The goal is a community designed for “creatives, storytellers and makers,” from glassblowers to makeup artists.
“We are building that urban cool in a suburban setting,” Parker told me.
Homes will be priced from about $250,000 to something north of $1 million. He plans to set aside a gated area for about a dozen homes that might work for celebrity actors and others craving more privacy.
Planned apartments and two hotels might cater to movie workers on temporary gigs. Apartments and very small houses would be priced to serve lower paid workers in the industry.
“It’s a constant tension for us: How do you do amazing and attainable?” Parker said.
Financial goals not focus
It helps immensely, I suspect, that Cathy is already a very rich man who apparently isn’t focused intensely on a big dollar profit from this particular venture.
“None of the goals we’ve talked about are financial goals,” Parker told me. “They are not at the top of our list of objectives.”
More than 40 planned homes already have been reserved with $2,500 refundable deposits from prospective homebuyers. While the prospects have included doctors and IT workers, the mix also includes a writer/producer and an actress moving their family from Los Angeles.
“There’s no promise on our part that there is going to be an A-list actor living next door,” Parker said. But some day, just such an actor might be spotted getting a coffee at a local shop in Pinewood Forrest.
“It is part of the mystique and the draw,” he told me.
He predicts tour buses will come into the community. And he’s contemplating early concepts for some kind of “movie experience” center on site.
But Parker knows he has to be careful. As we chatted about a planned pedestrian bridge for future community residents to get to the studios across the street, he mentioned that the bridge can’t go so high as to provide too clear a view into the studio property.
Scott Tigchelaar knows about the idea of mixing community and movie-making.
“It’s a delicate balance,” he told me.
He’s a part owner of Raleigh Studios Atlanta in Senoia, the Coweta County town about 15 miles south, where the hit TV series “The Walking Dead” has its home base.

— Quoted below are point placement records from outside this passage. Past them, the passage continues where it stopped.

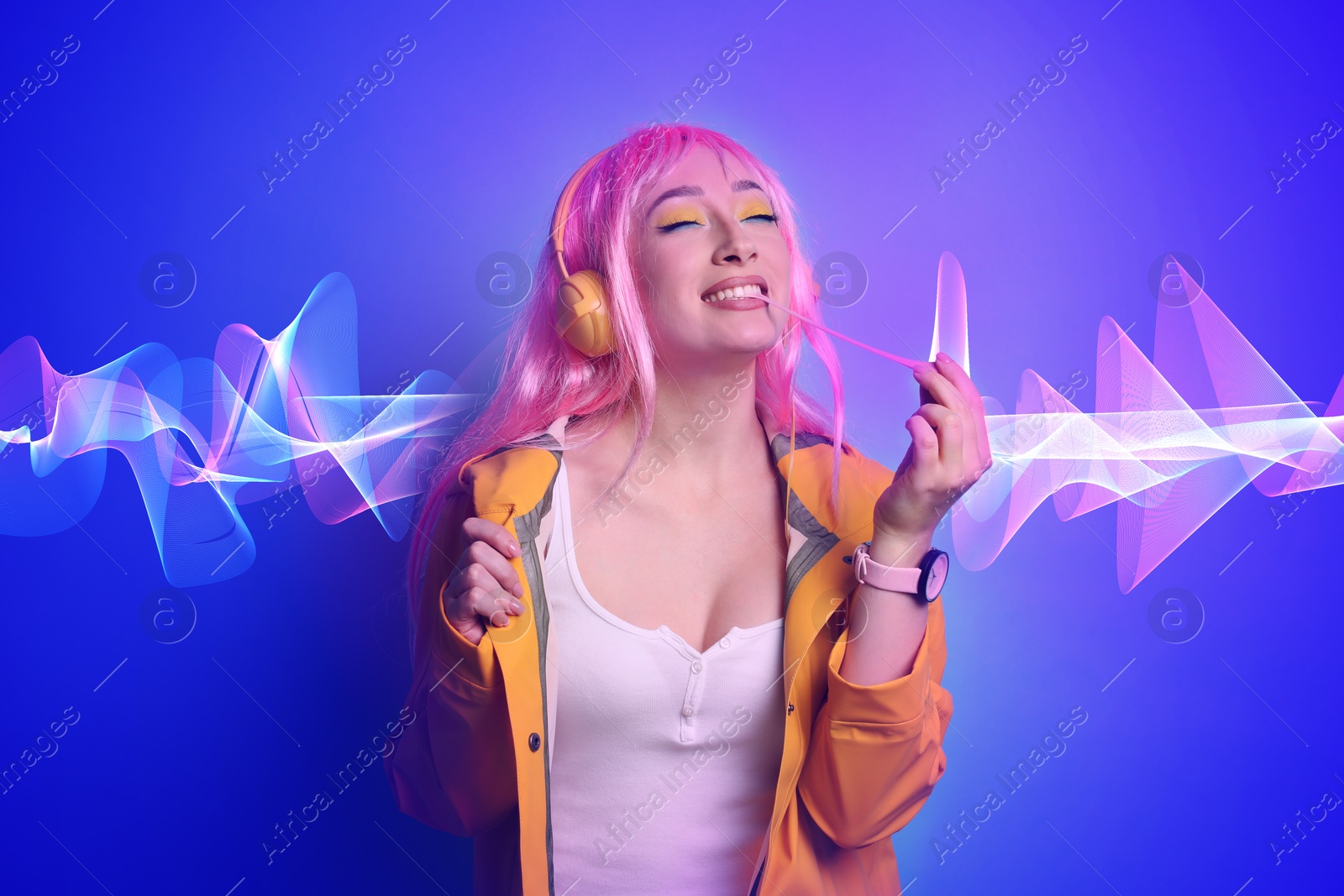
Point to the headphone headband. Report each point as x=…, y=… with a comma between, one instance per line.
x=562, y=210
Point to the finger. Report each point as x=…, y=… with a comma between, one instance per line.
x=476, y=577
x=951, y=430
x=461, y=617
x=958, y=378
x=492, y=533
x=940, y=387
x=495, y=606
x=924, y=445
x=501, y=570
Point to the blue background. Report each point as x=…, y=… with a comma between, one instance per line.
x=1160, y=139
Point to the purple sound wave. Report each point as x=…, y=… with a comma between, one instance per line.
x=203, y=436
x=1169, y=443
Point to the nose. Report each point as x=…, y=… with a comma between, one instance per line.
x=737, y=248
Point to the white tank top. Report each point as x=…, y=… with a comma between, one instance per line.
x=664, y=761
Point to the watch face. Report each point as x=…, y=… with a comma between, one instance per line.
x=936, y=577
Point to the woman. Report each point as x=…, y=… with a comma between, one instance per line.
x=659, y=711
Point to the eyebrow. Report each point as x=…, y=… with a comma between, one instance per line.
x=741, y=186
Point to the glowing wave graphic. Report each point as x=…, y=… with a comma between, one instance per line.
x=205, y=436
x=1171, y=439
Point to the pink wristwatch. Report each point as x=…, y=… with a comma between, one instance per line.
x=924, y=580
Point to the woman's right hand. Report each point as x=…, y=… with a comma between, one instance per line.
x=486, y=587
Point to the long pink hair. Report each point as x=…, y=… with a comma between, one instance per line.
x=543, y=376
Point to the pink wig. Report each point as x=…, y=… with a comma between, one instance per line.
x=544, y=378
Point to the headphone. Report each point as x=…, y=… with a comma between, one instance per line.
x=582, y=313
x=584, y=316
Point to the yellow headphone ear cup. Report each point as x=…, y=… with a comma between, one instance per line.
x=584, y=316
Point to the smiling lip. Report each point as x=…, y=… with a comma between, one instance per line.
x=741, y=304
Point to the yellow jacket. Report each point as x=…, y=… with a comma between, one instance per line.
x=858, y=761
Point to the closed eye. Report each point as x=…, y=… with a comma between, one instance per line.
x=669, y=228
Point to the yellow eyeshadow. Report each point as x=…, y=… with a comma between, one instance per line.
x=678, y=217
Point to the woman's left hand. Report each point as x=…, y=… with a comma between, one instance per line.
x=949, y=450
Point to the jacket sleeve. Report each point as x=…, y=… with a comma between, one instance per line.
x=877, y=752
x=454, y=768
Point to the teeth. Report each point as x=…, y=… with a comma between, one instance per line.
x=736, y=291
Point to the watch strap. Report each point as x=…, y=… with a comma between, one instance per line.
x=869, y=571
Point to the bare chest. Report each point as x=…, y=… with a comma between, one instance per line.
x=699, y=563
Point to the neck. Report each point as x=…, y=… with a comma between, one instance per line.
x=705, y=427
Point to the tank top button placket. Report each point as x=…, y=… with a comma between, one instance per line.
x=694, y=692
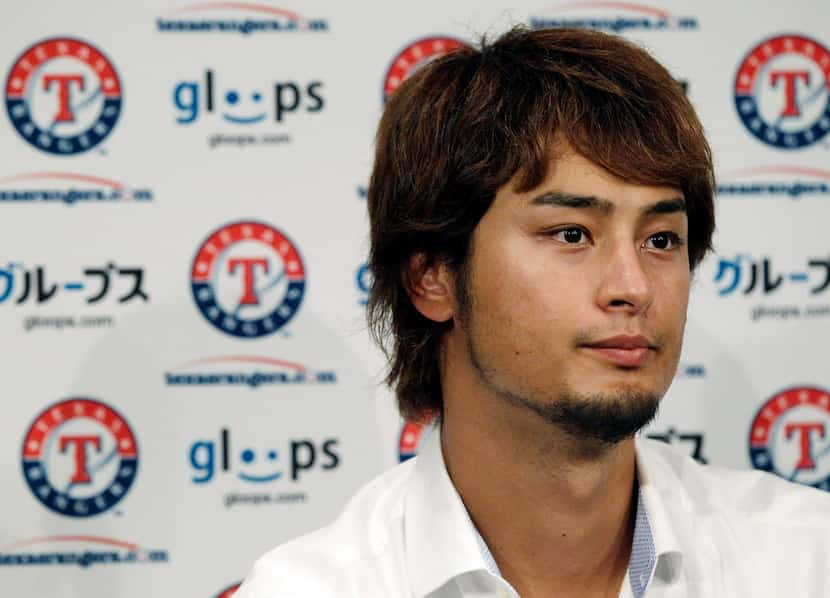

Early on, he started work on a development of 75 planned homes in town that he hoped would be part community and part movie setting. Much of the space is now being used as the fictional town of Alexandria in “The Walking Dead,” though seven families still live there in real life.
‘Up in their business’
Movie people tend to gravitate to each other, Tigchelaar told me. But productions often demand privacy when they are shooting.
“They do not want the general public up in their business.”
Creative people tend to like creative communities that avoid cookie-cutter formats, he said, “but if it comes off wrong, if it’s too contrived, it will backfire.”
And if homes and studios are too close, it can become a problem, he said. Five days in a row of night shooting and the sound of fake gun shots can get old.
So much for movie magic.
For people in the movie industry coming from other parts of the nation, Pinewood Studios is already a marquis name. And other big studios are already in place in surrounding communities south of Atlanta.
Steven Betolatti, who was a gaffer (in charge of lighting) on TV and movies sets, told me short commute times to work may become Pinewood Forrest’s biggest draw.
He and his wife Debra are real estate agents who put some of their focus on people in the entertainment industries looking for temporary or permanent Georgia homes.
People in the industry often work long days. Many don’t want to face long daily drives on top of that, he said.
“They are just regular people trying to live a life and make a movie.”